Les arbitres avaient dit non

Il refoule les parquets car la fédération suisse (FSBA) l’a gracié en 2017 - contre l’avis des arbitres: «quelqu’un qui a tapé un arbitre ne peut pas rejouer», juge leur patron Sébastien Clivaz. Président de la FSBA, Giancarlo Sergi justifie. «Il nous a écrit en 2017, soutenu par son club. Il avait changé, il était papa. Il était suspendu mais ce n’était pas non plus un hooligan qui avait tué quelqu’un. L’exclusion à vie, la seule jamais prononcée, ça nous a semblé un peu fort. La condition était qu’il se tienne à carreau. Ce qui s’est passé est très regrettable.»

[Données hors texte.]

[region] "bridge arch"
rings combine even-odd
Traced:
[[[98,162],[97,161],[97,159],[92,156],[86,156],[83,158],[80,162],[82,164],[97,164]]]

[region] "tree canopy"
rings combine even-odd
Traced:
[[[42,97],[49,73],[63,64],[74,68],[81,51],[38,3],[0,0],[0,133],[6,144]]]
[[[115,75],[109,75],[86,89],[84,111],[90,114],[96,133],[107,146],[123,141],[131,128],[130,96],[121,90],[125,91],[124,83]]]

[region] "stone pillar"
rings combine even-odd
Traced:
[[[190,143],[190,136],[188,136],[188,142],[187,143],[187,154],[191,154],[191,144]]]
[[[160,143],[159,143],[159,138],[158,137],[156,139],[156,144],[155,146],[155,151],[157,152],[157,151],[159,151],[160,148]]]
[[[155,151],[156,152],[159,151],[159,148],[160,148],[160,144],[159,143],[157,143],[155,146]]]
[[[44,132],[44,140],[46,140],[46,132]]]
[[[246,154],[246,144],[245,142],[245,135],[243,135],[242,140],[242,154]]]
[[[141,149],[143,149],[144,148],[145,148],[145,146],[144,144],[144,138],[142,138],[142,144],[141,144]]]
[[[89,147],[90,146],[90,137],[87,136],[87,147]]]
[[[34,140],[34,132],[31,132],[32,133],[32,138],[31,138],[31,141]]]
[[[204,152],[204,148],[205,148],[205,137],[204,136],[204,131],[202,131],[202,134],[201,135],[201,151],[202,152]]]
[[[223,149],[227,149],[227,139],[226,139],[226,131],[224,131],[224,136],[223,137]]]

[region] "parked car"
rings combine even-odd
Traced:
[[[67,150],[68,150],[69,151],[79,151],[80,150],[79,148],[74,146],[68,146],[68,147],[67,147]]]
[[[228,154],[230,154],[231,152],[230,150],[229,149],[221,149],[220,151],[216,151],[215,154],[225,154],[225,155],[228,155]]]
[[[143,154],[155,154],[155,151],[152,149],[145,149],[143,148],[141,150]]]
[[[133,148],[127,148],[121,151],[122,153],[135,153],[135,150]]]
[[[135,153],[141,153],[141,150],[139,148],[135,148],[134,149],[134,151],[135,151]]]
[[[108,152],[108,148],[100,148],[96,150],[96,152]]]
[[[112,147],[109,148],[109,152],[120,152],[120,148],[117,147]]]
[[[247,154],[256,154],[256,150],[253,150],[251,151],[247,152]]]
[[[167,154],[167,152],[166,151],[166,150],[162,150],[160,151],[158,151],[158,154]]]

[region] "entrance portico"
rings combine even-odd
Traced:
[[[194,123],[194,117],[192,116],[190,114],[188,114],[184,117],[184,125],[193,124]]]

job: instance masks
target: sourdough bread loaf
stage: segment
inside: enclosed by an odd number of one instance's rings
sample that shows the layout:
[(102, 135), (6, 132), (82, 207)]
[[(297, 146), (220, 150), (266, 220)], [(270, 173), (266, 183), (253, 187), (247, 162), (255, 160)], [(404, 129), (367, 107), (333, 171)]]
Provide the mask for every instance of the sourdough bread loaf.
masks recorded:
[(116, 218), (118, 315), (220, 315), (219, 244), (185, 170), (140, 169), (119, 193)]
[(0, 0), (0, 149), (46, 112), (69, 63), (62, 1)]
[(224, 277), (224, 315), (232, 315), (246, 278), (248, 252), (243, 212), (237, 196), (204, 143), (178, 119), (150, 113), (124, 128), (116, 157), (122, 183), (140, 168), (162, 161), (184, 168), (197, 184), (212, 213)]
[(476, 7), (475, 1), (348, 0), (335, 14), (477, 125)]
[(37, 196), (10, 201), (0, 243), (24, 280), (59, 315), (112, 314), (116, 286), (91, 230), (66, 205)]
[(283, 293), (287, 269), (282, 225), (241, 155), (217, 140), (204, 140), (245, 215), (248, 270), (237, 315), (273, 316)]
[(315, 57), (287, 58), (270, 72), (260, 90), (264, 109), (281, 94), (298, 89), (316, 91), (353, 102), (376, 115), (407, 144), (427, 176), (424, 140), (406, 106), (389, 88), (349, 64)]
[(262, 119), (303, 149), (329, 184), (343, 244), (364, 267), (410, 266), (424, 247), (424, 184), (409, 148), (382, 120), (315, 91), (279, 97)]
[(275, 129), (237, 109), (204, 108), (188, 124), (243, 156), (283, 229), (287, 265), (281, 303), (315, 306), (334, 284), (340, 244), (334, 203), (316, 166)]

«Si c'était la première fois, mais là...»

Le cas va être étudié par la fédération (lire encadré). A Genève, le président de l’association (ACGBA) Carmelo Laganà, qui avait préavisé favorablement la grâce, prône l'exemplarité. «A l’époque, j’avais stipulé que le comité cantonal de l'ACGBA souhaitait que l’on n'entende plus parler de ce joueur pour un comportement anti-sportif. Si c’était la première fois, mais là... Il faut en tirer les conséquences. J’attends de la fédération qu’elle prononce une sanction à la hauteur des antécédents.»

«Ne pas banaliser»

Président de Saint-Jean Basket, Greg McCauley différencie les événements de 2011 et ceux survenus la semaine passée. Il juge néanmoins que son joueur, «qui s’est laissé déborder par ses émotions», a adopté une attitude «inadmissible et dommageable pour l’image du club, du basket et de la sienne. Ce n’est pas un exemple et on ne doit pas banaliser cela.» Outre les sanctions de la fédération, «le club se réserve le droit» d’en prendre lui aussi. «En l'état actuel, j’imagine mal qu’il puisse rejouer avant la fin de la saison. Il en va d’une question de crédibilité vis-à-vis des nos jeunes, à qui l’on interdit ce type de comportement.»

Jan Sainte-Rose, lui, n’a pas souhaité s’exprimer.